Friday, January 29, 2010

U.S. economy likely to grow 4.6 pct

WASHINGTON : The U.S. economy likely grew at its fastest pace in nearly four years in the fourth quarter as businesses made less-aggressive cutbacks on inventories, a government report is expected to show on Friday.

A Reuters survey predicted that gross domestic product, which measures total goods and services output within U.S. borders, expanded at a 4.6 percent annual rate, up from 2.2 percent in the third quarter.

Analysts reckon the change in inventories could constitute as much as three-quarters of the GDP figure and overstate the strength of the recovery from the longest and deepest downturn since the Great Depression 70 years ago.

"We shouldn't dismiss it (GDP number), but the problem is the inventory cycle really doesn't last that long. It's not what we call self-sustaining growth," said Paul Ashworth, senior U.S. economist at Capital Economics in Toronto.

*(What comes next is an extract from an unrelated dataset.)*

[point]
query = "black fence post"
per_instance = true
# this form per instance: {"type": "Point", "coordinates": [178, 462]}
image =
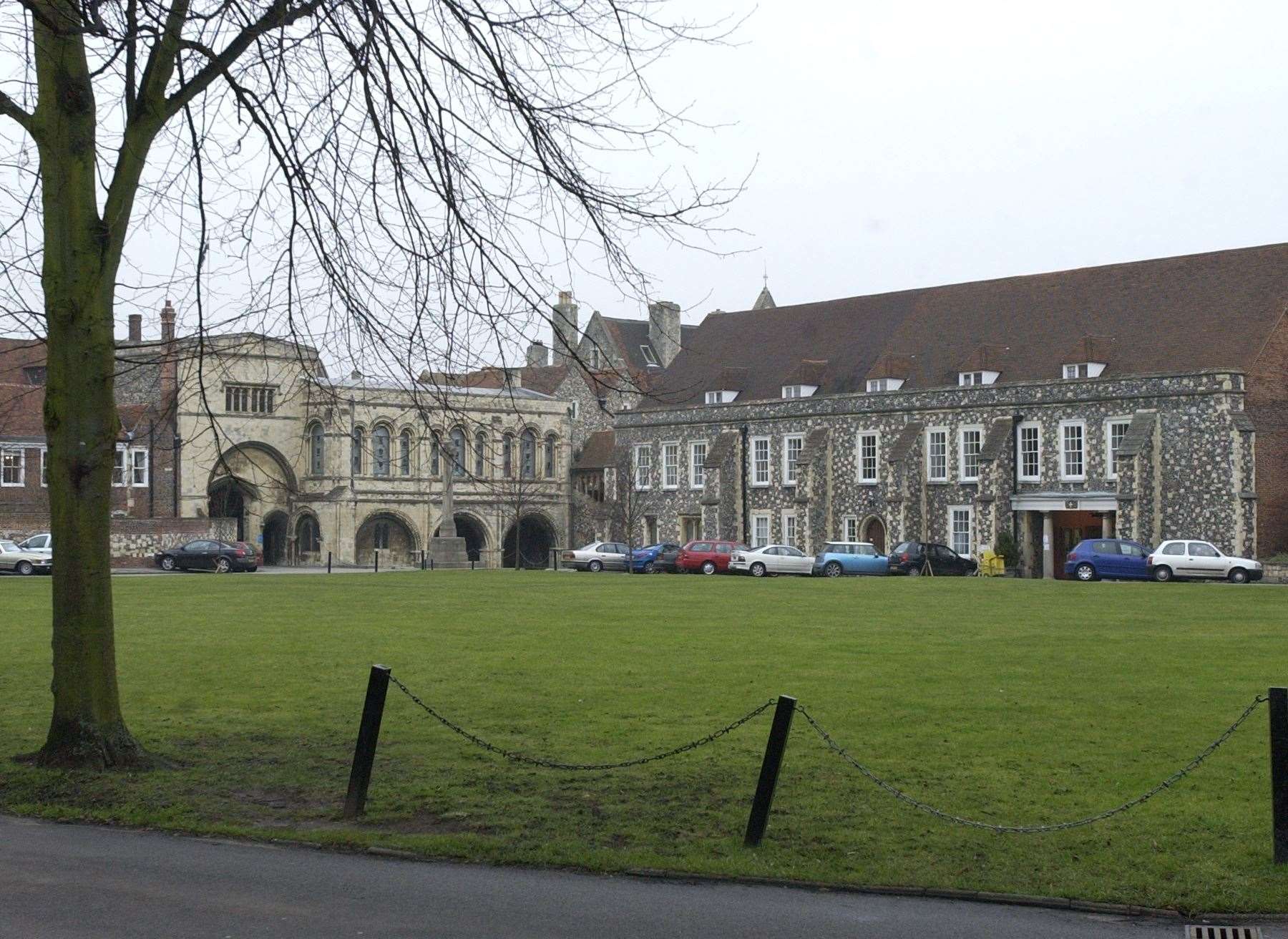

Getting the economy on a sustainable growth track remains one of the key challenges facing President Barack Obama, who on Wednesday outlined a raft of measures to create jobs and nurture the recovery.

The pace of inventory liquidation likely slowed in the fourth quarter, and some analysts believe inventories might even have been flat. Business inventories fell $139.2 billion in the July-September period after plunging by a record $160.2 billion in the second quarter.